Ces conseils peuvent-ils donc réellement être utilisables par le petit actionnaire ? Quelle est leur influence sur le marché ?
Il suffit de regarder quelques-uns de ces conseils, et le comportement du cours le jour de publication de la recommandation, pour se rendre compte d’un impact évident sur le marché, même si cet impact est dépendant de la renommée de la société d’analyse financière émettrice. Cet impact peut durer deux ou trois jours parfois, mais il va vite en s’atténuant… avant souvent même que le cours ne reparte en sens inverse. Pourquoi ? Certains dirons que lorsqu’une société donne un conseil d’achat, c’est qu’elle veut vendre ses titres, et inversement, afin de trouver la contrepartie suffisante. Pourquoi pas, même si l’on peut espérer que les autorités de marché veillent pour éviter de telles manipulations, malgré des difficultés évidentes pour pouvoir prouver quoique ce soit. On peut également s’apercevoir que bon nombre de conseils interviennent après la bataille, à l’achat alors que le cours a déjà bien monté, ou inversement à la vente. Il faut en effet un certain temps à l’analyste pour faire son travail, compiler les données financières, avant de publier leur recommandation. Il est donc souvent un peu tard – je vous proposerai d’ici peu quelques exemples détaillés lors d’une de mes prochaines publications – et en dehors du long terme, ces recommandations ne semblent donc que peu valables… Encore faut-il que notre cher analyste ne change pas d’avis entre temps.

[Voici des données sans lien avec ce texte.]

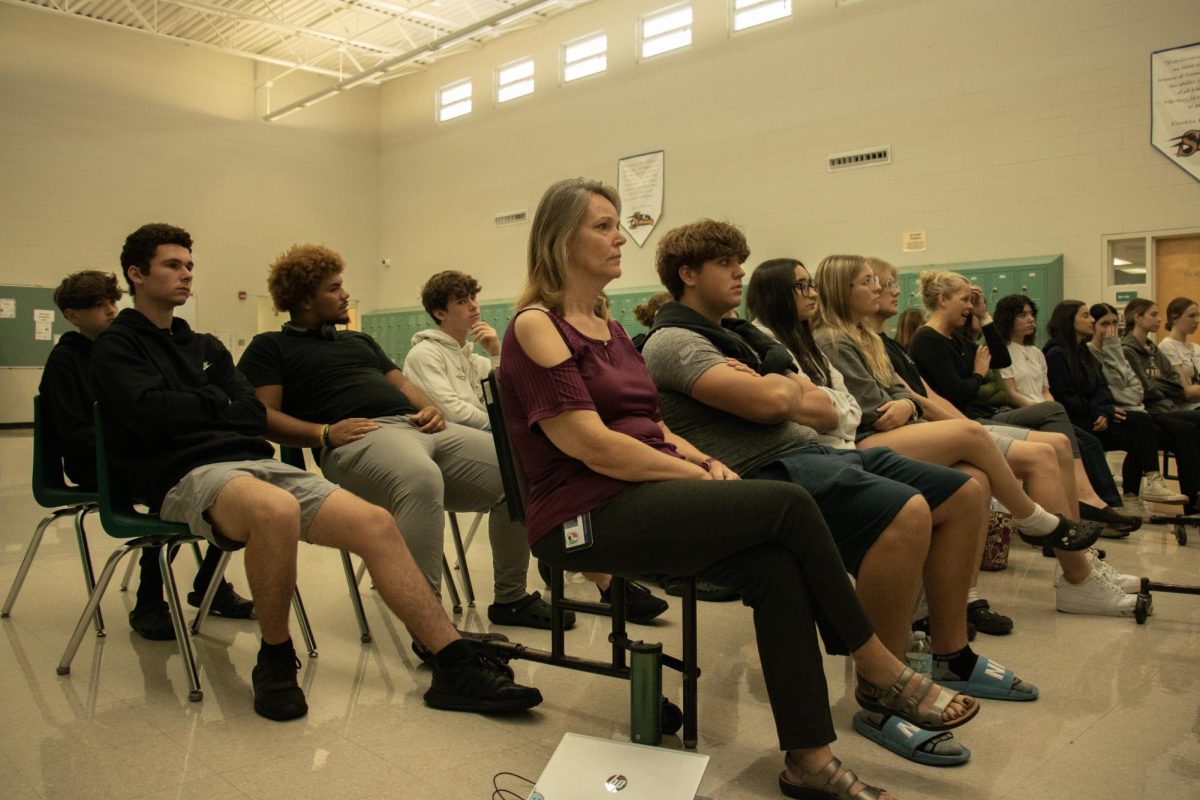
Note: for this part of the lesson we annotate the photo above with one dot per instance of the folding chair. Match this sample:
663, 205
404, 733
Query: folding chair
51, 491
645, 699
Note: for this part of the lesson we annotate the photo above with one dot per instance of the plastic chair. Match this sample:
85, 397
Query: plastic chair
645, 674
51, 491
139, 529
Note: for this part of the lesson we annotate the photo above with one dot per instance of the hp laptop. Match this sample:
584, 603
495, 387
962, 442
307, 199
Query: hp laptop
586, 768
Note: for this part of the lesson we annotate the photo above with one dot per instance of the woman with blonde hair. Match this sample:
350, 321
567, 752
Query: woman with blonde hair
585, 421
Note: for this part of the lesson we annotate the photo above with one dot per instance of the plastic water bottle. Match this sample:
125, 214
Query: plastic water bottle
919, 655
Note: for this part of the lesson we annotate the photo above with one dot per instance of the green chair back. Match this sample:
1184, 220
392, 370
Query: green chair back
49, 487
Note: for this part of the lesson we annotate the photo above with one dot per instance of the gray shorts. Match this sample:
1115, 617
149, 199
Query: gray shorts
1005, 434
191, 498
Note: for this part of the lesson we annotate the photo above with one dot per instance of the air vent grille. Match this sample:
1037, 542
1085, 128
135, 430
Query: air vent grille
511, 217
868, 157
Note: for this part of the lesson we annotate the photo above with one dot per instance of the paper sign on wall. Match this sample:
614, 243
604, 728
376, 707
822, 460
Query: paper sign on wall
913, 241
640, 187
1175, 106
43, 319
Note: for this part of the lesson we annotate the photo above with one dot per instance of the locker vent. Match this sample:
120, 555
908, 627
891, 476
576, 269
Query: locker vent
868, 157
511, 217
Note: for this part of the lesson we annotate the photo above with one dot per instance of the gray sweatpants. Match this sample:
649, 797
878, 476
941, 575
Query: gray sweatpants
419, 476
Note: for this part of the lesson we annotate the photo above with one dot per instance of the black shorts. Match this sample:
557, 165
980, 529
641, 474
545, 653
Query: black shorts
861, 491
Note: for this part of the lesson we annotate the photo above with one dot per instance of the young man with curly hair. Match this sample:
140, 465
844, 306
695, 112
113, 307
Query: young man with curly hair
379, 434
189, 429
88, 300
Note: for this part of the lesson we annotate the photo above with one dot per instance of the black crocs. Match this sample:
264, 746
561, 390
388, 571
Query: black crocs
528, 612
1067, 536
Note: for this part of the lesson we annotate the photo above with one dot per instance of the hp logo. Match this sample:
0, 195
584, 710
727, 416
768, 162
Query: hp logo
616, 783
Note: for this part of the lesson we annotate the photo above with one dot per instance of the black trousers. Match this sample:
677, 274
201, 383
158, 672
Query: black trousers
769, 542
1179, 432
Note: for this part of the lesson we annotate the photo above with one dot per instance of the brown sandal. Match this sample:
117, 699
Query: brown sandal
823, 785
894, 701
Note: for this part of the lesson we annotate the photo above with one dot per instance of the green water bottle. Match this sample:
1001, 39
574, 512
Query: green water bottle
646, 692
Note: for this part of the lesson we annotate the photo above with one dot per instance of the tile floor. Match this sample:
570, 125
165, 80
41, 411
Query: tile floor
1119, 715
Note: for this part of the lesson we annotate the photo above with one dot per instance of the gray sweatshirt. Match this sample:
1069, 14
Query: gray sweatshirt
1123, 382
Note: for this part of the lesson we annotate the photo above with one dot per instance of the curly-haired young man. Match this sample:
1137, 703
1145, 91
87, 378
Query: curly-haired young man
187, 428
381, 435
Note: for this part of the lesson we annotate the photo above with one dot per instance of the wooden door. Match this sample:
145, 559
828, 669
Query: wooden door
1176, 272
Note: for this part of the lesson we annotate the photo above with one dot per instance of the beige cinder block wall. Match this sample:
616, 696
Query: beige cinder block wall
105, 130
1018, 128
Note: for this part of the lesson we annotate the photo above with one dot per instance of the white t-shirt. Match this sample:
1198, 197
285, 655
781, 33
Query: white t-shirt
1185, 355
1029, 371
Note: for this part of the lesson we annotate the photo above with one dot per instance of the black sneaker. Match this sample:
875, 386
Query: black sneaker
987, 620
277, 696
641, 606
480, 639
226, 602
479, 684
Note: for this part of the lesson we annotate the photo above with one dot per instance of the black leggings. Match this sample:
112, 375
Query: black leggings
1179, 432
763, 539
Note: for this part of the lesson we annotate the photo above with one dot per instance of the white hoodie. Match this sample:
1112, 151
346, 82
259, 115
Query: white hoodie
450, 373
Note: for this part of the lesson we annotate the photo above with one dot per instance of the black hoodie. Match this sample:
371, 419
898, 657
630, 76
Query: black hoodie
66, 408
173, 402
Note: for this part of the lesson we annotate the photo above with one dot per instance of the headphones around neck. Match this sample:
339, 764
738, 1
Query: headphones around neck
328, 331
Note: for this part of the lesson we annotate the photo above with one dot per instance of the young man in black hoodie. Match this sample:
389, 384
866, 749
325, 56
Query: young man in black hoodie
189, 429
89, 301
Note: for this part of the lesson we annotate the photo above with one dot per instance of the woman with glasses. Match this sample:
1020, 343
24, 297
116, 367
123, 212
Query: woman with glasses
611, 488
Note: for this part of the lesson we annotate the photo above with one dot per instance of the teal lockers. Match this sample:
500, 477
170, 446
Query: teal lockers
394, 329
1038, 277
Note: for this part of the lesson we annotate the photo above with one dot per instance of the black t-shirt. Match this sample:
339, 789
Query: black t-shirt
325, 380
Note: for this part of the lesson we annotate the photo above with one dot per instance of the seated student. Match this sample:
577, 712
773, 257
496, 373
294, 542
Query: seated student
737, 395
443, 364
187, 429
89, 300
381, 435
849, 299
1179, 431
954, 367
613, 488
1078, 383
1025, 380
1182, 320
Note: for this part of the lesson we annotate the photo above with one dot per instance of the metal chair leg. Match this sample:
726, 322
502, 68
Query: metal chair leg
85, 557
455, 600
89, 611
689, 665
183, 636
355, 599
310, 642
461, 551
210, 593
129, 573
25, 563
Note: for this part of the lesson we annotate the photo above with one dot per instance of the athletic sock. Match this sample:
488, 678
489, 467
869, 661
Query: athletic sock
1039, 522
954, 666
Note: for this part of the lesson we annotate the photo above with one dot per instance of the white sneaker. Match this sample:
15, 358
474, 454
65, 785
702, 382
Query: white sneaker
1153, 489
1131, 584
1095, 595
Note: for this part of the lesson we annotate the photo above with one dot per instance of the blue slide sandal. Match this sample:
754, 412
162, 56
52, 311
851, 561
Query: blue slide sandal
906, 740
991, 680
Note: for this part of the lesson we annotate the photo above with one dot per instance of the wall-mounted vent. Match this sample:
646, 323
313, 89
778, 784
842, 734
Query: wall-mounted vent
511, 217
868, 157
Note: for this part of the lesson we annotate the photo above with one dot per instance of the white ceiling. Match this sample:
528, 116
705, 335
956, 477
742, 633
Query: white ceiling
339, 38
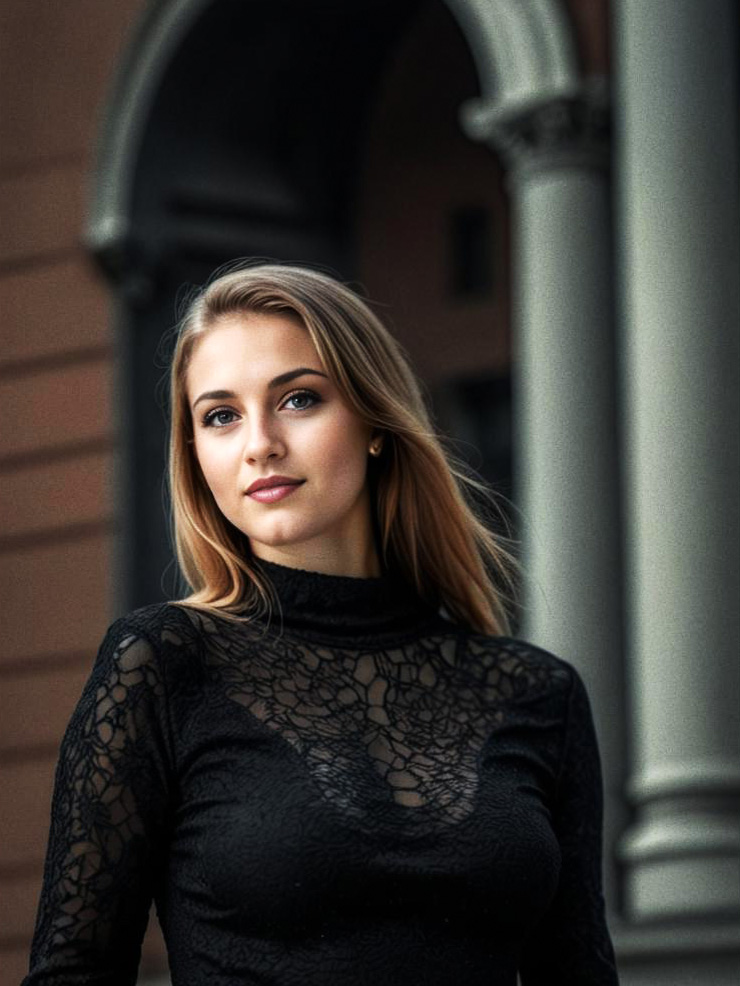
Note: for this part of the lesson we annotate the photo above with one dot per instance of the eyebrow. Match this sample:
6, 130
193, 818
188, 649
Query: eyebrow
222, 395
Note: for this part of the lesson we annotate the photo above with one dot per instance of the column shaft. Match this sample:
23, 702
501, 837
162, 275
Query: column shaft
680, 262
566, 441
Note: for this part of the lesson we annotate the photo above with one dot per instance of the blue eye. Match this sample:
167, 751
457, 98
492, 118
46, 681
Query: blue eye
302, 400
215, 418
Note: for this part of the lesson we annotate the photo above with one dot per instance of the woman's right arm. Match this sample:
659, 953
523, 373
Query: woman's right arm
109, 822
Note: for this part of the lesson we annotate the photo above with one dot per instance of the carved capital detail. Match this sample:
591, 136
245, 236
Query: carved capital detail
567, 130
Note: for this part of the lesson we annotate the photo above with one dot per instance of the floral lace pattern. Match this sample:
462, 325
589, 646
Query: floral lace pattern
357, 791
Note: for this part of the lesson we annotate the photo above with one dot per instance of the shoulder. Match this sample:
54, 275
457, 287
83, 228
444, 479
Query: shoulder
512, 668
145, 641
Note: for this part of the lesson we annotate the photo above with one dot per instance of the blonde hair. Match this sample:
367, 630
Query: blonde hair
427, 528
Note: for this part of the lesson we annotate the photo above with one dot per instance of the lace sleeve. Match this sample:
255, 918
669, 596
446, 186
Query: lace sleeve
108, 822
572, 944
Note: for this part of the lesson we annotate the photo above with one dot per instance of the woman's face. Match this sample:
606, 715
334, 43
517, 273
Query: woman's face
264, 407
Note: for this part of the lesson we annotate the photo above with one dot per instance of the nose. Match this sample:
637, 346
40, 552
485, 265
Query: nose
263, 440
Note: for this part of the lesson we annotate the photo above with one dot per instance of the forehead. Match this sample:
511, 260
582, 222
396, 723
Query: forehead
249, 347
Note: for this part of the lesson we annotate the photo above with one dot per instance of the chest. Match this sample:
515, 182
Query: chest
395, 784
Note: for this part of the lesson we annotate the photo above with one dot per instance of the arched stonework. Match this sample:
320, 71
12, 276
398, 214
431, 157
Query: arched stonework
523, 51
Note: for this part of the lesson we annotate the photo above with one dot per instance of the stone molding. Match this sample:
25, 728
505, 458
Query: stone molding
565, 132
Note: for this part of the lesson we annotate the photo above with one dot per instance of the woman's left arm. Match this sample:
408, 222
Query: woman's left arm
572, 944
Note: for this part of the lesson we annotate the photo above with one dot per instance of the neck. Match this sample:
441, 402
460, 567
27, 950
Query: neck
341, 606
342, 557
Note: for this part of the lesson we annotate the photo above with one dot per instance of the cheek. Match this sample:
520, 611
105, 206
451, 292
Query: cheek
214, 465
343, 456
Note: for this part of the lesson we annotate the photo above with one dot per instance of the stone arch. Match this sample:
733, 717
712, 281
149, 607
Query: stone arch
523, 50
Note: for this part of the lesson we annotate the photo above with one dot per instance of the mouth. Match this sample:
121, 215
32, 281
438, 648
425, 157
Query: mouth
273, 489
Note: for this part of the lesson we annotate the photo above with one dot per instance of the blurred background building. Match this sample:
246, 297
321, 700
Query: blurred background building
541, 198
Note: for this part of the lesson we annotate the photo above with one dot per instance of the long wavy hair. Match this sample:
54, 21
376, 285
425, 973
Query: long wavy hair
432, 516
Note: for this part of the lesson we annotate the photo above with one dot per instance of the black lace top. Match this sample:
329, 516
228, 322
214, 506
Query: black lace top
366, 793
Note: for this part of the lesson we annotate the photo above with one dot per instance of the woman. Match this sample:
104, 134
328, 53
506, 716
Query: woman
328, 764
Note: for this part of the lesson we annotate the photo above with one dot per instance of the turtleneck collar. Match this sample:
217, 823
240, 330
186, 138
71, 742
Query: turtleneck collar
339, 606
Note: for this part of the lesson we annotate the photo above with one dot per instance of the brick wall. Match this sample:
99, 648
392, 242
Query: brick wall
56, 433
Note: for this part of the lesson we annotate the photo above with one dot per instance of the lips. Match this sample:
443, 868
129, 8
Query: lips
270, 481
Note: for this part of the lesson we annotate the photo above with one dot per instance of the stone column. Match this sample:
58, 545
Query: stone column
680, 266
564, 406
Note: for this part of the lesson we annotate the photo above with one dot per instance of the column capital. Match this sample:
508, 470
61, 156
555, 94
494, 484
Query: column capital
565, 131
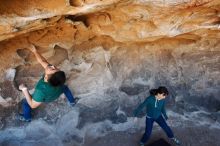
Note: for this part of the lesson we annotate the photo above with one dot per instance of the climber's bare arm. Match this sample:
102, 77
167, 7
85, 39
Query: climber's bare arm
32, 103
38, 56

En conclusion, s’il reste très intéressant de connaître les différentes recommandations chaque matin, ne serait-ce que pour expliquer quelques variations importantes ou à contresens des marchés, il est bien délicat de les utiliser, si ce n’est éventuellement en trading très court terme. Et encore, comment faire lorsque plusieurs cabinets d’analystes ne sont pas d’accord, ce qui est d’ailleurs relativement fréquent ?
A bientôt pour quelques exemples détaillés.